Luat Siregar (28 November 1908 – 19 Februari 1953) adalah Wali kota Medan dari 3 Oktober 1945 hingga 10 November 1945.
Riwayat Hidup
Kehidupan Awal
Luat dilahirkan pada tanggal 28 November 1908 di Sipirok. Dia memulai pendidikanya di Hollandsch-Inlandsche School
Sipirok. Selepas menamatkan pendidikanya di HIS Sipirok, Luat melanjutkan jenjang pendidikan yang lebih tinggi di Meer Uitgebreid Lager Onderwijs Batavia dan lulus pada tahun 1926. Selanjutnya, dia melanjutkan sekolahnya ke Algemeene Middelbare School dan setelah itu dia masuk ke sekolah hukum. Ia meraih gelar sarjana hukum di Leiden pada tahun 1934.[1]
Karier Awal
Setelah menamatkan pendidikan hukumnya di Leiden, Luat menjadi pengacara di Medan pada tahun 1935. Selain itu, Luat bergabung dengan organisasi Taman Persahabatan. Pada tahun 1936, Luat terpilih sebagai Ketua Taman Persahabatan. Selama menjabat sebagai ketua, Luat mencoba untuk membentuk sarikat pedagang pribumi di Sumatra Timur, Aceh, dan Tapanuli. Pendirian sarikat ini berdasar untuk membangun kemampuan para pedangang pribumi.[1]
Pada tahun 1937, Luat mencalonkan diri sebagai Anggota Dewan Kota Medan bersama tujuh orang lainnya. Pada tahun yang sama, Parindra cabang Medan membentuk Komisi Ekonomi dan Luat terpilih sebagai anggota yang mewakili serikat buruh pribumi. Tugas dari komisi ini ialah melakukan penyelidikan mengenai kondisi perekonomian masyarakat asli yang nantinya laporanya diserahkan kepada Parindra Pusat.[1]

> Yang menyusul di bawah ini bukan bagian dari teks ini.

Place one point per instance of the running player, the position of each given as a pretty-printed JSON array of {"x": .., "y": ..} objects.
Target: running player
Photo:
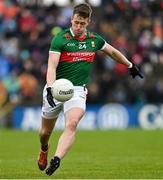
[{"x": 71, "y": 56}]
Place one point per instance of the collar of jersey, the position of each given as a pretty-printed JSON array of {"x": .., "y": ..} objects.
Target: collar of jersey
[{"x": 81, "y": 38}]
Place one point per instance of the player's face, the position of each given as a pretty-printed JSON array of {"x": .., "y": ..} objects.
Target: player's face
[{"x": 79, "y": 25}]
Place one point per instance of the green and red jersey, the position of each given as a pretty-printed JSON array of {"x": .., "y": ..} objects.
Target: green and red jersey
[{"x": 77, "y": 55}]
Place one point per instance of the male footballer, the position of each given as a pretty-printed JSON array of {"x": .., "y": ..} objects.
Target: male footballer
[{"x": 71, "y": 56}]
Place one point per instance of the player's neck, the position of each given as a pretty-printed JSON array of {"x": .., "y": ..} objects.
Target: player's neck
[{"x": 82, "y": 36}]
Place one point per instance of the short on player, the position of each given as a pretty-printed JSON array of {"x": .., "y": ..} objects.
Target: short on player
[{"x": 62, "y": 90}]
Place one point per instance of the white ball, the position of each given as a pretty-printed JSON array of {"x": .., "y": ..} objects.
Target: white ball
[{"x": 62, "y": 90}]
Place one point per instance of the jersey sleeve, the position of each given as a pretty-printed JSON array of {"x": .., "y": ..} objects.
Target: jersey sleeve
[
  {"x": 101, "y": 42},
  {"x": 56, "y": 45}
]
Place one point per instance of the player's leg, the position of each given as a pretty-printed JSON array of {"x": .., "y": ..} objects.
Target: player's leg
[
  {"x": 45, "y": 131},
  {"x": 49, "y": 117},
  {"x": 74, "y": 110},
  {"x": 72, "y": 118}
]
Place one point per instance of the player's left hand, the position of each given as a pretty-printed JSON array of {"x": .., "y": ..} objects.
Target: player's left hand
[{"x": 135, "y": 71}]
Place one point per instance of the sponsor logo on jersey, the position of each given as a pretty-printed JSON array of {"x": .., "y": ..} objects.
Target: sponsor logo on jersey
[
  {"x": 77, "y": 56},
  {"x": 82, "y": 45},
  {"x": 93, "y": 43},
  {"x": 66, "y": 92}
]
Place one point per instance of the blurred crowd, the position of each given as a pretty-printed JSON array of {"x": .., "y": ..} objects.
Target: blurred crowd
[{"x": 132, "y": 26}]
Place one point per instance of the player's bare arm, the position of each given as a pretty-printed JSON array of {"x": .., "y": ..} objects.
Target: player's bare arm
[
  {"x": 51, "y": 75},
  {"x": 120, "y": 58},
  {"x": 116, "y": 55},
  {"x": 52, "y": 65}
]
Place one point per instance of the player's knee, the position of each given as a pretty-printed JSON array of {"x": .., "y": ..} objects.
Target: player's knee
[
  {"x": 72, "y": 125},
  {"x": 44, "y": 132}
]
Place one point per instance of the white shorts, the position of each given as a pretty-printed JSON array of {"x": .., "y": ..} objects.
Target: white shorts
[{"x": 77, "y": 101}]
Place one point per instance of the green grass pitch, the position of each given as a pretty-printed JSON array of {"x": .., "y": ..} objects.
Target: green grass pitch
[{"x": 125, "y": 154}]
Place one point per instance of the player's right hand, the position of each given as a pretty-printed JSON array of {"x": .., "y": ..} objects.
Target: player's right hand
[{"x": 50, "y": 97}]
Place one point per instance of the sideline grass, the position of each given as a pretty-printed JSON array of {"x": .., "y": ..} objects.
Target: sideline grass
[{"x": 128, "y": 154}]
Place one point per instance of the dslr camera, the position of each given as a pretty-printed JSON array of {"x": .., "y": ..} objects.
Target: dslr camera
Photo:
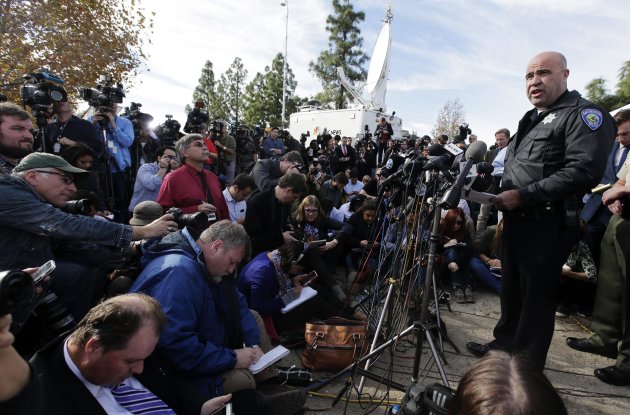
[
  {"x": 197, "y": 119},
  {"x": 104, "y": 95}
]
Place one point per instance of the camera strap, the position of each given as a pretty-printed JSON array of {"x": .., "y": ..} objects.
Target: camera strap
[{"x": 206, "y": 189}]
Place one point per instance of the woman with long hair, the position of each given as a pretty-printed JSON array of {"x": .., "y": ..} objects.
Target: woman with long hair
[
  {"x": 274, "y": 278},
  {"x": 457, "y": 251},
  {"x": 311, "y": 224}
]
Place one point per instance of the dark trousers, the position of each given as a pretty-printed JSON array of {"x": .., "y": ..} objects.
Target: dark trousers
[
  {"x": 534, "y": 250},
  {"x": 611, "y": 314}
]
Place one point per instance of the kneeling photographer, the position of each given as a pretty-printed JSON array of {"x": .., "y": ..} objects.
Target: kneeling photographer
[{"x": 32, "y": 224}]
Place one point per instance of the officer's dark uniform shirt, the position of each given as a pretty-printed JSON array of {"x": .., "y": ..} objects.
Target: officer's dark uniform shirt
[{"x": 559, "y": 152}]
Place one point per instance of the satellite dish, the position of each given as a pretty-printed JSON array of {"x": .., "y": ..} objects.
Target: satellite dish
[{"x": 376, "y": 85}]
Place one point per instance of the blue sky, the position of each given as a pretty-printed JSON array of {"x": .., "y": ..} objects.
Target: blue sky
[{"x": 441, "y": 49}]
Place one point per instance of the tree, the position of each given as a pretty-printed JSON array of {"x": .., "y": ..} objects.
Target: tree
[
  {"x": 344, "y": 51},
  {"x": 623, "y": 87},
  {"x": 77, "y": 40},
  {"x": 597, "y": 91},
  {"x": 231, "y": 89},
  {"x": 264, "y": 95},
  {"x": 450, "y": 117},
  {"x": 206, "y": 92}
]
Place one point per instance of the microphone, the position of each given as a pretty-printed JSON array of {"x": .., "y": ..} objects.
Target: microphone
[{"x": 474, "y": 154}]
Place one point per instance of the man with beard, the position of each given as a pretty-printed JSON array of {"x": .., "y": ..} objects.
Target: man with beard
[{"x": 16, "y": 136}]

Pada masa penjajahan Jepang, Luat Siregar diangkat menjadi Sekretaris Wali Kota Medan dan aktif dalam Badan Oentoek Membantoe Pertahanan Asia (BOMPA).[2]
Luat diangkat sebagai Walikota Medan dari tanggal 3 Oktober 1945-10 November 1945. Jabatan sebagai walikota medan tidak berlangsung lama karena dia naik jabatan menjadi Residen Sumatra Timur. Selama menjadi Residen Sumatra Timur, Luat juga menjabat sebagai Ketua Komite Nasional Indonesia (KNI) Sumatra Timur.[1] Pada tahun 1946, Revolusi Sosial pecah di Sumatra Timur dan pada saat itu Luat Siregar bertindak sebagai juru damai.[3] Sayangnya, dia tidak bisa menjalankan tugasnya dengan baik dan mengundurkan sebagai Residen Sumatra Timur. Tidak hanya itu, pemerintahan Sumatra Timur mengungsi ke Pematang Siantar mengingat kondisi yang memanas dan Belanda berhasil menguasai Sumatra Timur.[1]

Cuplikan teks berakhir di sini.